What’s more, Veritas found that upwards of 40 percent of organization’s data is stale (i.e. it hasn’t been touched in three years). Organizations are spending huge amounts of money to store millions of individual files that nobody is using anymore. “They’re spending $5 million per petabyte to store ROT,” Houck says.
Eye on Marketing
While data hoarding is an equal opportunity offender, there is one segment of the business that Xplenty’s Mor says may be particularly prone to its siren call: marketing.
“Marketers just collect evening but they don’t necessarily know what to do with it,” Mor says. “Marketers need to understand that not all data is created equal. They don’t necessarily have to collect every bit and byte that the marketing services out there are providing them with. Marketers are a great example for creating data swamps.”
Keeping track of things (i.e. “governance”) also becomes a big issue for hoarders. Just like people who hoard physical items may have trouble finding a particular item in a house filled to the ceiling with copious amounts of stuff, data hoarders will also find themselves struggling under the weight of data. When tight schema control breaks down and an “anything goes” mentality takes over a data lake, it can quickly devolve into a murky data swamp.
There’s no clear definition of data hoarding, and the syndrome may exist in varying degrees in a wide variety of institutions. It should also be disambiguated from legally mandated archives. Banks, for instance, may be legally required to hold onto data for many years, while some healthcare organizations must keep medical data for decades.
Internal data was the source for most data warehouse initiatives 20 years ago, but today’s big data hoarders tend to gorge themselves on readily available external data. Social media data, in particular, is often stored in data lakes with the idea that it can be blended with other data to yield meaningful signals. But social media data is often quite “noisy” and contains questionable business value.
Data Hoarding Solutions
The first step in solving the data hoarding problem is to admit that there’s a problem. After that, there are several strategies one can take.
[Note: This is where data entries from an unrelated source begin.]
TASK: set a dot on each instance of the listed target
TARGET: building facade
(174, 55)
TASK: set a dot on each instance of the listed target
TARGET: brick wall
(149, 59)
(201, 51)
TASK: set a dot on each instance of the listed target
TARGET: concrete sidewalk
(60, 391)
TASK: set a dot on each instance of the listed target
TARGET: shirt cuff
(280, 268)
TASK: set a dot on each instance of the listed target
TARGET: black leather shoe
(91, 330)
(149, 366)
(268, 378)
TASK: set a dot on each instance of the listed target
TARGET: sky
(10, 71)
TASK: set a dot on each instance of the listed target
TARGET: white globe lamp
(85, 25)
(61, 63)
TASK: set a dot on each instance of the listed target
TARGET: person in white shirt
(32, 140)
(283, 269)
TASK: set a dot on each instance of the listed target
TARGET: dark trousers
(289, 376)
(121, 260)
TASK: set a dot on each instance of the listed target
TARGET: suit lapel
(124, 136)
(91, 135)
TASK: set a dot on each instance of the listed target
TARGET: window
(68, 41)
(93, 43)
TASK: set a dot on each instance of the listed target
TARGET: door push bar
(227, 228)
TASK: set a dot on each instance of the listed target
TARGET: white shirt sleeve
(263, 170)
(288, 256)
Veritas’ Houck advocates a top-down data governance solution that begins with gaining visibility into data and its value. After creating a better model to classify data, then it’s up to a data professional, or perhaps a chief data officer, to take ownership and implement better data governance policies.
“We believe there’s a much better way to go about supporting our missions and driving out costs if we implement an information governance strategy today and start around ROT and stale data, and then move forward with coming up with solutions to create dispensations projects so we can move data that has no value off our systems,” she says in the interview with Federal News Radio. “It’s a culture change. It’s a technology change. We can’t do it by manually looking at every piece of data but there is the capability to automatically crawl around, document what you have and then take action.”
There is an urgent need to educate people about the data hoarding problem, Xplenty’s Mor argues. “You have to educate people about what they need to do with the data that’s available to them, especially in terms of the evaluating architecture of data, particularly on the cloud,” he says. “People don’t know how to build data architectures on the cloud.”
Ultimately, the data hoarding problem must be addressed from the bottom-up, and that means getting individuals to change how they view data. “It’s not about how much data you collect at the end of the day–it’s a matter of what value you’re going to get from the data,” he says. “That’s the question every analyst, every data professional, should ask himself or herself every day.”